FIRST RINER SCHOOL BORROWING OK'D

Montgomery County has authorized borrowing $3.8 million this spring to start designing and building the new Riner elementary school.

Where the rest of the money to build the school, up to $5.8 million, will come from won't be clear until the county Board of Supervisors learns more next week about a financing scenario involving the New River Valley Community Services Board's hopes to renovate a Blacksburg office building.

The supervisors approved the $3.8 million in borrowing, through a bond sale of the Virginia Public School Authority, in a 6-1 vote late Monday, with Supervisor Nick Rush the lone dissenter.

The vote, which means the county should have the money this spring to begin the project, came after the board reaffirmed its intent to buy 30 acres for the school behind the existing Auburn High School, on land held in trust for a young Riner farmer, Ronald Salmons.

Board Chairman Henry Jablonski said the county staff and board members will negotiate with the Salmonses and "we'll see where things will go from there."

But Supervisor Joe Gorman asked if the county could still pursue the $3.8 million in bonds without a site.

"I think we have a site," Jablonski answered.

"Your crystal ball must be better than mine," Gorman said.

Also Monday, the supervisors directed the School Board to provide a detailed list of site requirements for future school building projects, including a new Shawsville high school. With information compiled - on acreage needed, road access, utilities, slope and so forth - the county can solicit land proposals from the public.

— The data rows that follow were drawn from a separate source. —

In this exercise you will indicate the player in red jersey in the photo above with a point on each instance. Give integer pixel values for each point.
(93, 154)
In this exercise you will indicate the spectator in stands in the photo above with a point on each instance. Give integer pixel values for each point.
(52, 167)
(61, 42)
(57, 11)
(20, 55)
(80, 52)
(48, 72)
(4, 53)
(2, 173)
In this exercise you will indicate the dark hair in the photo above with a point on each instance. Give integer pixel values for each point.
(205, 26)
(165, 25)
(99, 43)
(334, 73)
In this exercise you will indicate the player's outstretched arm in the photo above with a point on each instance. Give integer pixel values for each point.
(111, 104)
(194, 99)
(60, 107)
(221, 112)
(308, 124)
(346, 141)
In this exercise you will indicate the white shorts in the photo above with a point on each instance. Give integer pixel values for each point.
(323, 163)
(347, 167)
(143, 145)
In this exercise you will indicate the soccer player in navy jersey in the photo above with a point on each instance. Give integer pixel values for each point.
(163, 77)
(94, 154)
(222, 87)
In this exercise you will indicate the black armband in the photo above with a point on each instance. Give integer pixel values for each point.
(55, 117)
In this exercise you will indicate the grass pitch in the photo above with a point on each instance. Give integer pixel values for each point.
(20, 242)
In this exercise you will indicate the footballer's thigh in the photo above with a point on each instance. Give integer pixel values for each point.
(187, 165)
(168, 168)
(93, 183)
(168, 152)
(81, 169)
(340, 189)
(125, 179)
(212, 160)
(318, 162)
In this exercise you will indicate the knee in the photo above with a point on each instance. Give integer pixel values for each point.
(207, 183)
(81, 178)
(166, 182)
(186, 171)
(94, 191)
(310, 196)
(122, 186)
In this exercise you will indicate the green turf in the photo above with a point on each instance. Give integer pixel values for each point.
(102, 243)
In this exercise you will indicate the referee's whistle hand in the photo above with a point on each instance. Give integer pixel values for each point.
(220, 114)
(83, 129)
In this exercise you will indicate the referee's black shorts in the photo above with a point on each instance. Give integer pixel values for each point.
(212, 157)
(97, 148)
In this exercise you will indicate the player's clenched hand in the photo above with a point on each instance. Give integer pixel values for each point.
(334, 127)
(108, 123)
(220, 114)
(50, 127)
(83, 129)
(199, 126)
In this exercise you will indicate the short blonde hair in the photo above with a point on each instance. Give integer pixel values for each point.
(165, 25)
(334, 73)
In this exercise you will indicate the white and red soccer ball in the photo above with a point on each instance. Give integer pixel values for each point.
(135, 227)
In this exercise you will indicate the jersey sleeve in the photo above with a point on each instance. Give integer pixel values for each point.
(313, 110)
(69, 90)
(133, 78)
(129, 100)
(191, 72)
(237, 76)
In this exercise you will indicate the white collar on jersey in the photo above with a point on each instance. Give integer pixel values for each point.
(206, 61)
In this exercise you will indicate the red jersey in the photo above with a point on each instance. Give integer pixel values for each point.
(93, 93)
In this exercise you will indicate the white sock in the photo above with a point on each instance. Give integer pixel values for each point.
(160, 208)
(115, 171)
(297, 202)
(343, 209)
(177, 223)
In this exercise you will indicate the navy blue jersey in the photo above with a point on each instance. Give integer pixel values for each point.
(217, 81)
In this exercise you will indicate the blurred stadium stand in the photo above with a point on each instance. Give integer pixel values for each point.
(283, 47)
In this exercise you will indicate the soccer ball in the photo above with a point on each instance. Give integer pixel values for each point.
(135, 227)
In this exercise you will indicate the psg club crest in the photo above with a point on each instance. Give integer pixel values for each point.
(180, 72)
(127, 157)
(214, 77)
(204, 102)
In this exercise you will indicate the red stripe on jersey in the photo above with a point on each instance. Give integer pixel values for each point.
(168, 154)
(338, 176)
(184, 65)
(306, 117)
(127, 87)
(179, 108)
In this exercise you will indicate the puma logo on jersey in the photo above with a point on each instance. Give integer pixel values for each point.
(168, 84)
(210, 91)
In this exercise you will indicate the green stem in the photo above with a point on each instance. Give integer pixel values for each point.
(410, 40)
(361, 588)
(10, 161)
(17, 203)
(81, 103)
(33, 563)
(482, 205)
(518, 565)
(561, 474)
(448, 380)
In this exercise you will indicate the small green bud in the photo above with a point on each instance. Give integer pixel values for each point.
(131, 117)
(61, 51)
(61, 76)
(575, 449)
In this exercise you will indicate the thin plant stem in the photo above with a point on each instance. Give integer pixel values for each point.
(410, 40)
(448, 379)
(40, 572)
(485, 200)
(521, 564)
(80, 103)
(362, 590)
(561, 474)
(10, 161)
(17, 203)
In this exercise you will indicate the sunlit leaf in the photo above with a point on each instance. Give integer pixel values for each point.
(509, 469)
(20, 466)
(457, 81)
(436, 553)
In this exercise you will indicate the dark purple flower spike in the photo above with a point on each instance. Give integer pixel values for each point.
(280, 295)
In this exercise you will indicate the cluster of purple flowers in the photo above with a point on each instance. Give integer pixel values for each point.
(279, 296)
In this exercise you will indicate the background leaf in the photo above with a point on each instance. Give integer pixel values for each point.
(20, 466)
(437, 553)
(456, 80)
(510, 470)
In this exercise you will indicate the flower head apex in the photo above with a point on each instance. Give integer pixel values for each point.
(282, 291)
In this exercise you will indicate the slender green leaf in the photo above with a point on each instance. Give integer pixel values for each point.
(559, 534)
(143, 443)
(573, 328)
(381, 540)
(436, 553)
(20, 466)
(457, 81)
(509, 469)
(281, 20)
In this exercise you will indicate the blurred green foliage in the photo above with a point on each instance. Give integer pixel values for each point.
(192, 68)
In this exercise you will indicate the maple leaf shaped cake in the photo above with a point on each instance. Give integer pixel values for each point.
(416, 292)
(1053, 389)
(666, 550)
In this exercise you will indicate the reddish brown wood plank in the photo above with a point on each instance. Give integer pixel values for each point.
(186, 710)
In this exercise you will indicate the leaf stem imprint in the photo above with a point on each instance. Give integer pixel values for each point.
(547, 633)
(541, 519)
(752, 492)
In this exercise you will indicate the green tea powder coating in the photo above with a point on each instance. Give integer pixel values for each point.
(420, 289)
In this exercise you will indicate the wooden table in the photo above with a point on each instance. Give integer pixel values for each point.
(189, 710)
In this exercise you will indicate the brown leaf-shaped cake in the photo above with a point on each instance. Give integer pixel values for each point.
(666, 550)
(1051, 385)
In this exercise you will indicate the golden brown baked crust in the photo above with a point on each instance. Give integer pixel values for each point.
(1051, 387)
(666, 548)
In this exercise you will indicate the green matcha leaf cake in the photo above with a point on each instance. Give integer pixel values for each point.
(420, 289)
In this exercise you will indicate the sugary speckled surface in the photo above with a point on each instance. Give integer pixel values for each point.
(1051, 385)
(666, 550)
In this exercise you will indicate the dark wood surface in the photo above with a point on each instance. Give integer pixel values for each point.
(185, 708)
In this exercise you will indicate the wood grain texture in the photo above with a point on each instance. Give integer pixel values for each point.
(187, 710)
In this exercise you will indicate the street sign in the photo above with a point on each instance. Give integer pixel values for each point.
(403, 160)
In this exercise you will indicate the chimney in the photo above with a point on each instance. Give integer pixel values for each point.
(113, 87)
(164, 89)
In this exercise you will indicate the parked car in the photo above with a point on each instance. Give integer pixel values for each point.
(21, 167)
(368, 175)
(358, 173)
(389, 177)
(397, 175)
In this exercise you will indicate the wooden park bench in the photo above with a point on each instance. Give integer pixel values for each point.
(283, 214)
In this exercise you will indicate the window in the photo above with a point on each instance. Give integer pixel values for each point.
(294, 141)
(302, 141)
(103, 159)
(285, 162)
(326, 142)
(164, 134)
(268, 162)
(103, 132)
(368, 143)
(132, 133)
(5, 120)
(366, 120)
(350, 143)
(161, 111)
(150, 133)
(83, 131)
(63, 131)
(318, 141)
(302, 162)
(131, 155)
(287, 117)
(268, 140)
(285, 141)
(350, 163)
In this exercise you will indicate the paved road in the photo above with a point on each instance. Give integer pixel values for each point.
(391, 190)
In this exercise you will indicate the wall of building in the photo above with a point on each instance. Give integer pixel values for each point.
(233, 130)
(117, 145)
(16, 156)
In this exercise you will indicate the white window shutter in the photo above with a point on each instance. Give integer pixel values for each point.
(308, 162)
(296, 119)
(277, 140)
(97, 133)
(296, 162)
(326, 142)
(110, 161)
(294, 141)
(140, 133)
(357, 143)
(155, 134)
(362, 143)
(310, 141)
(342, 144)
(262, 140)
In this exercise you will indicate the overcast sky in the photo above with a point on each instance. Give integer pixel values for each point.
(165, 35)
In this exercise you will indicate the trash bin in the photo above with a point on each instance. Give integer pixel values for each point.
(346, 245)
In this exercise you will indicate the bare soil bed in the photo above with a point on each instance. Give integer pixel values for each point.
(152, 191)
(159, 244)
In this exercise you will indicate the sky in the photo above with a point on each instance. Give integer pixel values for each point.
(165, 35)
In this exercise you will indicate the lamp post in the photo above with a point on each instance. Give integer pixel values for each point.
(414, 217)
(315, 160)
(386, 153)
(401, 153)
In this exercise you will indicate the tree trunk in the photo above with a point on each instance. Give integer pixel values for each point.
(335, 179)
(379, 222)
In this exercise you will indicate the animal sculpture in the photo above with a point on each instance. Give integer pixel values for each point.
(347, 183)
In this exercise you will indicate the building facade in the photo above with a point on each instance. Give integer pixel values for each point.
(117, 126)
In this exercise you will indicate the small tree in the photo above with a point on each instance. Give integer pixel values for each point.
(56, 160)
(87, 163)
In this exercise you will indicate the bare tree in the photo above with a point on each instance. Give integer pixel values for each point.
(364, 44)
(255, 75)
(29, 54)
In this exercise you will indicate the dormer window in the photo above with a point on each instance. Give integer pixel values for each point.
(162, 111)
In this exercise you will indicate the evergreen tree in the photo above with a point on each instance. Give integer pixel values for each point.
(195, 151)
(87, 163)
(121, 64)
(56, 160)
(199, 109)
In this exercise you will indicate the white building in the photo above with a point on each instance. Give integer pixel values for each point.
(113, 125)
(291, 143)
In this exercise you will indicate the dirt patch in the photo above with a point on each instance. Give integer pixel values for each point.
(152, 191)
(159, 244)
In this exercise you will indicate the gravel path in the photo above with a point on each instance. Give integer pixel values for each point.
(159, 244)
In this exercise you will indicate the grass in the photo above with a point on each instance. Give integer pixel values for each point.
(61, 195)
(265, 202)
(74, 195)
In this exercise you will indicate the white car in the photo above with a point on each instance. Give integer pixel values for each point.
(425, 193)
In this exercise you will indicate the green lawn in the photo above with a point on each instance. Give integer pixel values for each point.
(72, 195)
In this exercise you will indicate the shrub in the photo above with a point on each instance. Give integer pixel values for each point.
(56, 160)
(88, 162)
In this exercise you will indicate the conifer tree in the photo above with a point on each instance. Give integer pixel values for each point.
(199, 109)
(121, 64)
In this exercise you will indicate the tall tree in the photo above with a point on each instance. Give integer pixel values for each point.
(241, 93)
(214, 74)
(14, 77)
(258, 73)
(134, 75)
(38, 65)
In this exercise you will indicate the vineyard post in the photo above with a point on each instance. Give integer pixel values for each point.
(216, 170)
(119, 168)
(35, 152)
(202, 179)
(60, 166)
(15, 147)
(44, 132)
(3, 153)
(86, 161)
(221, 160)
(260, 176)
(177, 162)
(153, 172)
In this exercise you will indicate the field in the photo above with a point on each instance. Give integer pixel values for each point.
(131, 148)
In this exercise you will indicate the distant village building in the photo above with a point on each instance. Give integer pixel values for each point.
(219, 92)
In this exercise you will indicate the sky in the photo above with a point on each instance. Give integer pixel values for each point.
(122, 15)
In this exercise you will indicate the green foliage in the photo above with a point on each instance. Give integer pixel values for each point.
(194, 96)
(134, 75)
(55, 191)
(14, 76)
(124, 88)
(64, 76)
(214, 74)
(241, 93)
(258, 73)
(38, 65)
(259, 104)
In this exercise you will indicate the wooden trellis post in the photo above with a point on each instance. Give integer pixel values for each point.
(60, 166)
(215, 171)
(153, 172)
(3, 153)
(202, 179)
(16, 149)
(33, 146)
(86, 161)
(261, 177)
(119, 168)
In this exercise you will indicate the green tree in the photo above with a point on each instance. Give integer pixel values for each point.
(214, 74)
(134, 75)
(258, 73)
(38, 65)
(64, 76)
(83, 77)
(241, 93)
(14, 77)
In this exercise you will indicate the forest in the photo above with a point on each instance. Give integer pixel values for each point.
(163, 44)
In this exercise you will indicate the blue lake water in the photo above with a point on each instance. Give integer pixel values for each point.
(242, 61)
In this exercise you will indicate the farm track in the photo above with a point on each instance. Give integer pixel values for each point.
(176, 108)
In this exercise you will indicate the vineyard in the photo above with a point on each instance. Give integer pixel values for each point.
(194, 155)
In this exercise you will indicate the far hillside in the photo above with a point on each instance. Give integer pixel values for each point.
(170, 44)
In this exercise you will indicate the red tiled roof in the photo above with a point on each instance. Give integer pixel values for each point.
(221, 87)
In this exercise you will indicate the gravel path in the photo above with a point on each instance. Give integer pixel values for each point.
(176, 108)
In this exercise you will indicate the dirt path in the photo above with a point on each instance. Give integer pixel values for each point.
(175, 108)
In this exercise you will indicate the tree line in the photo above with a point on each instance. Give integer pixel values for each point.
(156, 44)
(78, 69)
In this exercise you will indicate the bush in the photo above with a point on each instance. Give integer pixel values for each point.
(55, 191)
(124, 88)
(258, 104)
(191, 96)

But School Board members are concerned that the ultimate intent of the supervisors' action will be to shut the School Board out of the site-selection process. Last week, the School Board voted against the same idea.

Gorman, though, suggested it might help avoid the controversy that has surrounded the Riner school site acquisition. "We've just gone through the greatest fiasco that I've ever participated in," said Gorman, a veteran of 30 years of local government.

If the politics surrounding the new Riner school have been in turmoil, its financing got a little more complicated Monday when a lawyer presented a plan to get around a $10 million annual cap on county-endorsed borrowing. That cap, part of federal tax regulations, doesn't affect the school financing one way or another, but is crucial to the New River Valley Community Services Board's hopes to obtain low-interest financing to renovate a Blacksburg office building this year.

Before it can borrow $1.6 million for the project on University City Boulevard, the Community Services Board needs the county's endorsement.

Dan Siegel, a lawyer for the Community Services Board, suggested that rather than apply for a second Virginia Public School Authority loan this fall, Montgomery County could wait until January 1997 and apply for a state Literary Loan instead.

That would keep the county under the $10 million borrowing cap for this year and would save money - the Literary Fund's interest rate is lower than the school authority's.

Dan Morris, director of finance for the schools, said Tuesday that he sent a proposal to the county that used both funding sources.

Morris said the county could wait to apply for the second school authority loan until spring 1997, thereby allowing the county to assist the Community Services Board.

Staff writer Lisa Applegate contributed to this report.